Die Modernisierung der kaufmännischen Berufsbildung nimmt einen Paradigma Wechsel von Fächer-  hin zu Handlungskompetenzorientierung vor. Im Zentrum stehen nicht mehr Fächer wie z.B. Wirtschaft und Gesellschaft, die in der bisherigen Form abgeschafft werden, sondern fünf Handlungskompetenzbereiche, die für alle Lernorte identisch sind.

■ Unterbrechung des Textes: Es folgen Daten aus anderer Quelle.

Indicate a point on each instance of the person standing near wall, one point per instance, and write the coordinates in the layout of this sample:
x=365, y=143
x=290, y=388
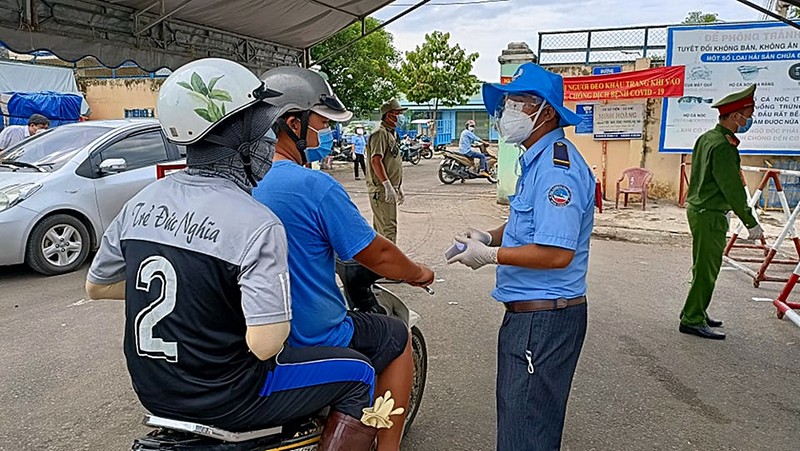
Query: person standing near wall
x=359, y=146
x=13, y=134
x=542, y=257
x=715, y=188
x=385, y=174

  • A Handeln in agilen Arbeits- und Organisationsformen
  • B Interagieren in einem vernetzten Arbeitsumfeld
  • C Koordinieren von unternehmerischen Arbeitsprozessen
  • D Gestalten von Kunden- und Lieferantenbeziehungen
  • E Einsetzen von Technologien der digitalen Arbeitswelt

Interaktion in agilen beruflichen Systemen setzt nebst technischen Fertigkeiten auch eine digitale Denkweise, kritisches Hinterfragen, Kreativität sowie Sozial- und Selbstkompetenz voraus. Die Lernenden werden lernen müssen, selbständig sowie auch vermehrt in Teams zu arbeiten und sich zu reflektieren. Lehrer fungieren vermehrt als Coaches.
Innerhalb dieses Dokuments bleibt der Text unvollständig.